The University of North Carolina Tar Heels cut down the nets at last year's NCAA tournament, adding yet another title to the program's prestigious history.
Of all of North Carolina's title winning teams, however, none may be more iconic than the 1982 National Championship team. Led by legendary coach Dean Smith, and with a roster boasting some of the greatest players ever — indeed, perhaps the greatest player ever — the '82 Heels won a thrilling, down-to-the-wire contest against the Georgetown Hoyas to claim the title.
Below, we take a look at some of the key contributors to that team, as well as where they went after that iconic game.
James Worthy was the top player on the 1982 team, winning the National Player of the Year and Final Four Most Outstanding Player awards that year.
Worthy went on to have a Hall of Fame NBA career as a part of the Showtime Lakers. He currently works as a Lakers TV analyst. Fun fact, he also once had a cameo on "Star Trek: The Next Generation."
Michael Jordan was a freshman on the 1982 Tar Heels team, and he played a pivotal role averaging 13.5 points per game. He also hit the game-winning shot against Georgetown in the title game.
Jordan went on to become widely regarded as the greatest basketball player of all time, winning six titles with the Chicago Bulls.
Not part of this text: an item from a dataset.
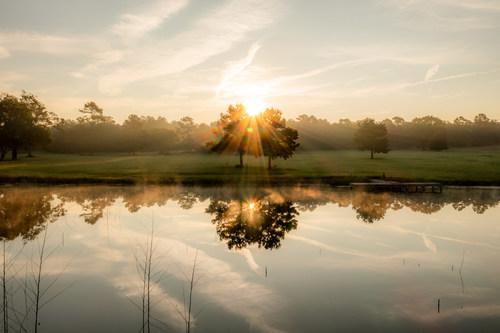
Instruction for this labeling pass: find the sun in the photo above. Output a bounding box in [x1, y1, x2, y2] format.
[243, 97, 267, 117]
After retiring in 1998 he returned to basketball first as an executive, then a player, for the Washington Wizards, before retiring for good in 2003. He is currently the owner of the Charlotte Hornets.
Sam Perkins was a sophomore and second-team All-American. He was the team's second-leading scorer and leading rebounder, averaging 14.3 points and 7.8 boards per game.
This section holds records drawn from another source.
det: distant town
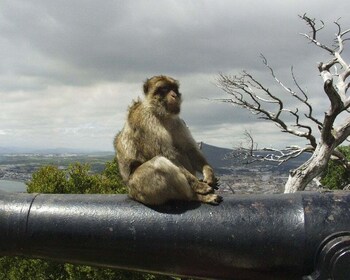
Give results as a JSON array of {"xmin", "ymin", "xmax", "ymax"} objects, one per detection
[{"xmin": 0, "ymin": 143, "xmax": 318, "ymax": 194}]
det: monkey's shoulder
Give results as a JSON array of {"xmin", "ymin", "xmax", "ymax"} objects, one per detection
[{"xmin": 127, "ymin": 99, "xmax": 144, "ymax": 124}]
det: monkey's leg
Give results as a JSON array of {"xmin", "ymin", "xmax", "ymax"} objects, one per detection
[
  {"xmin": 129, "ymin": 156, "xmax": 196, "ymax": 205},
  {"xmin": 129, "ymin": 156, "xmax": 221, "ymax": 205}
]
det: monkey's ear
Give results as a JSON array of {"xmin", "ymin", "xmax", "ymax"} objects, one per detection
[{"xmin": 143, "ymin": 79, "xmax": 150, "ymax": 95}]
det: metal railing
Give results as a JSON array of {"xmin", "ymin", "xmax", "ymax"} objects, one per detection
[{"xmin": 0, "ymin": 192, "xmax": 350, "ymax": 280}]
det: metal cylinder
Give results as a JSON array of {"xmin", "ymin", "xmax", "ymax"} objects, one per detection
[{"xmin": 0, "ymin": 192, "xmax": 350, "ymax": 279}]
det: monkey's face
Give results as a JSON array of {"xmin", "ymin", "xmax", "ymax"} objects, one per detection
[{"xmin": 144, "ymin": 76, "xmax": 181, "ymax": 115}]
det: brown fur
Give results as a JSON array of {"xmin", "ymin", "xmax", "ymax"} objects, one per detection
[{"xmin": 114, "ymin": 76, "xmax": 221, "ymax": 205}]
Perkins would go on to the NBA in 1984 (drafted right behind fellow Tar Heel Michael Jordan). He would go on to play in the NBA for over 15 years. Since retiring, he has worked in the Indiana Pacers front office, and continues to host a basketball camp in Chapel Hill.
Jimmy Black was the starting point guard and captain as a senior for the '82 Tar Heels.
Source: New York Times
Black never made it to the NBA but did serve as an assistant coach for several schools and later authored a book about the 1982 UNC team. He remains an avid supporter of UNC basketball, and was on hand to help present the 2017 NCAA title rings to the team this past fall.
Matt Doherty was a starter as a sophomore on the '82 team.
Doherty went on to spend years as a college basketball head coach, including a stint as the head coach at North Carolina. He was recently hired to be the associate commissioner for men's basketball with the Atlantic 10 conference.
Source: Atlantic 10
Buzz Peterson was a freshman reserve from Asheville on the '82 Heels.
After his playing days ended, Peterson had several head coaching stints in college basketball at places like Appalachian State and Tennessee. He recently reunited with Michael Jordan when he joined the Charlotte Hornets front office.
Source: Charlotte Hornets
Cecil Exum was a sophomore reserve on the '82 Heels.
After graduating from UNC, he played basketball professionally in Australia. His son Dante was an NBA lottery pick in 2014.
Dean Smith had been the Tar Heels coach for over 20 years by 1982, but still had yet to win his first national title. He had, however, been one of the first coaches of a southern college to desegregate his college basketball program when he recruited Charlie Scott in 1967.
Smith would coach the Tar Heels until 1997, winning another title in 1993. He passed away following a long battle with Alzheimer's Disease in 2015.
Roy Williams was an assistant coach on the 1982 Tar Heels team.
Williams became the head coach of the Kansas Jayhawks in 1988, and remained there until his return to North Carolina in 2003 to become the Tar Heels' head coach. His Carolina team is currently the reigning champion of college basketball.
Bill Guthridge was Dean Smith's top assistant coach for the 1982 team, having first joined Smith's staff in 1967.
Guthridge would remain Smith's assistant until 1997, when he became the Tar Heels head coach after the Smith retired. Guthridge would leave UNC to two Final Fours in three seasons before retiring himself in 2000. He passed away in 2015.